Is there a reliable way to prevent cheating in a web based contest where anonymous users can vote?

Question

I'm working on a web-based contest which is supposed to allow anonymous users to vote, but we want to prevent them from voting more than once. IP based limits can be bypassed with anonymous proxies, users can clear cookies, etc. It's possible to use a Silverlight application, which would have access to isolated storage, but users can still clear that.

I don't think it's possible to do this without some joker voting himself up with a bot or something. Got an idea?

Answer 1

Nope, it's the user's computer and they're in control. Unfortunately the only solution is to bring it back on your court so to speak and require authentication.

However, a CAPTCHA helps limit the votes to human users at least.

Of course even with authentication you can't enforce single voting because then they teach the bots to register...

Answer 2

You can certainly make it difficult.

What about building a user profile with such things as ip address, browser useragent, machine name, and whatever other information you can get.

Store the profile for each user, then if you receive a profile which is similar enough to one already in the database (you'll have to tweak that) you can throw out that vote.

I imagine you can probably build a better profile using silverlight, though I'm not sure what information that gives you access to.

Answer 3

Client-side solutions are out for the reasons you listed -- they can be manipulated by the user. Server-side solutions -- as you said -- can be fooled and bypassed.

If you're willing to accept the fact that you can't really be 100% sure that you're getting exactly one vote per person, then there are some measures you can take to reduce the noise.

• Use a CAPTCHA in your vote-submission form to make it harder for bots and scripts to vote.
• Limit the number of votes per IP address to one.
• Consider requiring registration in order to vote. (I know this defeats part of your original question, but it gives you a greater degree of control over the voting.)

That's a good start.

Answer 4

my personal experience in contest developing and monitoring tells me that no, there is no reliable way to avoid cheating if you let anonymous users vote (or do anything that lets them participate in the contest).

you could play with IP, introduce delays between an action and the next, but it's really difficult: the best way is introduce a captcha or something similar, if applicable in your particular situation.

best of all, don't let anonymous users participate: let them "play" and access to a simulation, but the contest needs a login.

Answer 5

The short answer is: no. The longer answer is: but you can make it arbitrarily difficult. What I would do:

• Voting requires solving a captcha (to avoid as much as possible automated voting). To be even more effective I would recommend to have prepared multiple types of simple captchas (like "pick the photo with the cat", "what is 2+2", "type in the word", etc) and rotate them both by the time of the day and by IP, which should make automatic systems ineffective (ie if somebody using IP A creates a bot to solve the captcha, this will become useless the next day or if s/he distributes it onto other computers/uses proxies)
• When filtering by IP you should be careful to consider situations where multiple hosts are behind one public IP (AFAIK AOL proxies all of their customers through a few IPs - so such a limitation would effectively ban AOL users). Also, many proxies send along headers pointing to the original IP (like X-Forwarded-For), so you can take a look at that too.
• Finally, using something like FSO (Flash Shared Objects - "Flash cookies") is obscure enough for 99.99% of the people not to know about. Silverlight is even more obscure. To be even sneakier, you could buy an other domain and set the FSO from that domain (so, if the user is looking for FSO's set by your domain, they won't see any)

None of these methods is 100%, but hopefully combined they give you the level of assurance you need.
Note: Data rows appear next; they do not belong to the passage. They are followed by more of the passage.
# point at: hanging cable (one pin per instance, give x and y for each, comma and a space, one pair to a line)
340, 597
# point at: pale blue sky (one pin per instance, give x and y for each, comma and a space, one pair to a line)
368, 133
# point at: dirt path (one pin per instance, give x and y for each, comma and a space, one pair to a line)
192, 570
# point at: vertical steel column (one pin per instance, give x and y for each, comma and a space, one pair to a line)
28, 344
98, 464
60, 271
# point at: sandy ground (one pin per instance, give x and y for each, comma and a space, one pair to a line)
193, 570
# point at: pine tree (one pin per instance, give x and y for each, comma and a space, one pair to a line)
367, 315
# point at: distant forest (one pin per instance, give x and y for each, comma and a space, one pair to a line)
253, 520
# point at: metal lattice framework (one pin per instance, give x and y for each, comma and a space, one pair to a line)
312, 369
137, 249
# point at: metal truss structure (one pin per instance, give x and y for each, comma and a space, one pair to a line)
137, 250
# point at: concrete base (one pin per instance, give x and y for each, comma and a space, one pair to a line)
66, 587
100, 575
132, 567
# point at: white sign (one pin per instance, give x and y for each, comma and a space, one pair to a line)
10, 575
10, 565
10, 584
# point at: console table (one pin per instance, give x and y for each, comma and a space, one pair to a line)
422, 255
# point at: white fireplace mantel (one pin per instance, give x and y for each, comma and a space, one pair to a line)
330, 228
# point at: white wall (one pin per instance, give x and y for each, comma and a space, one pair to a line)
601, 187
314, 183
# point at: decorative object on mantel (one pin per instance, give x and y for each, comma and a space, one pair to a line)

If you want to take this a level higher, you need to add some kind of user registration (which can be as simple as asking a valid e-mail address when the vote occurs and sending a confirmation link to the given address and not counting the votes for which the link wasn't clicked - so it doesn't need to be a full-fledged "create an account with username / password / firs name / last name / etc").

Answer 6

No, you can't, and it only takes one person and a willing forum to change the outcome of an online vote.

You have to realize the inherent flaws of an online vote and rather than attempting to get around them try to use them to your advantage.